Lava Jato deve durar mais dois anos, diz procurador em Belo Horizonte

Lava Jato deve durar mais dois anos, diz procurador em Belo Horizonte

O procurador chefe da força-tarefa da Operação Lava Jato, Deltan Dallagnol, afirmou nesta sexta-feira (17) que as investigações do caso devem durar até mais dois anos.  Ele esteve em Belo Horizonte para participar de um evento no Ministério Público Federal em Minas Gerais.

 

“A expectativa nossa é mais um a dois anos. Vamos nos esforçar para apurar a responsabilidade de todas as pessoas e buscar a punição de todos os criminosos e o ressarcimento dos cofres públicos”, disse. Deflagrada em 17 de março de 2014 pela Polícia Federal (PF), a Operação Lava Jato investiga um esquema bilionário de desvio e lavagem de dinheiro envolvendo a Petrobras.
 
Dallagnol afirmou também que considera a corrupção um problema do sistema e não de um partido ou de um governante e que o país precisa de mudanças estruturais para combater a prática.

 

 

“Corrupção não é um problema de um governante, não é um problema de um partido.
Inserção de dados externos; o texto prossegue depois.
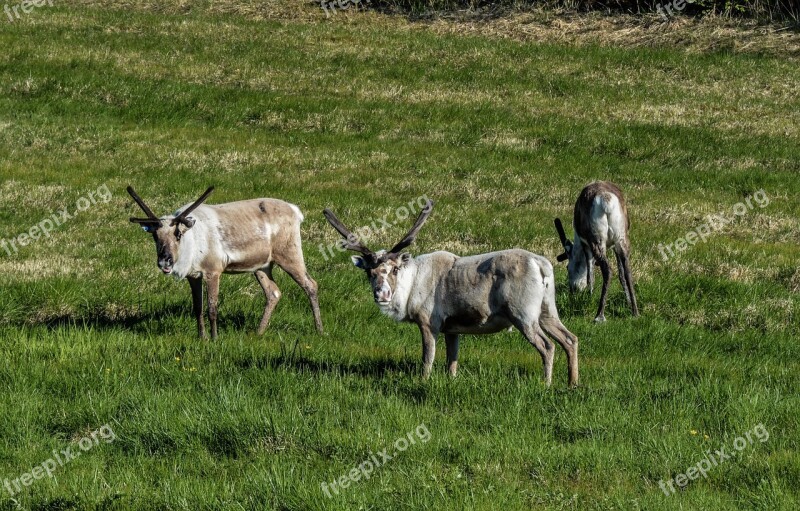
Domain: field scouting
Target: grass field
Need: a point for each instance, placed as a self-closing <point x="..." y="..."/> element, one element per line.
<point x="364" y="113"/>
É um problema sistêmico. Se nós queremos ser um país mais justo, com menos impunidade e com menos corrupção, nós devemos promover alterações estruturais e sistêmicas”, destacou.

No evento, na capital mineira, Dallagnol lançou o projeto “10 medidas contra a corrupção”que apresenta mudanças nos processos judiciários com o intuito de agilizar investigações de crime de corrupção. “Se nós queremos um país melhor, nós precisamos atuar sobre o sistema”, avaliou.

Ele acredita que se houver apoio e pressão popular, as medidas serão aprovadas. “Essas medidas foram encaminhadas para o procurador-geral da República, para o presidente do Senado, o senador Renan Calheiros. E nós aguardamos que essas medidas tramitem pelo Congresso e, vendo que a sociedade opoia, sejam aprovadas”, disse. Questionado sobre se as medidas haviam sido enviadas ao presidente da Câmara dos Deputados, Eduardo Cunha (PMDB-RJ), o procurador disse apenas que a proposta “foi encaminhada ao presidente do Senado”.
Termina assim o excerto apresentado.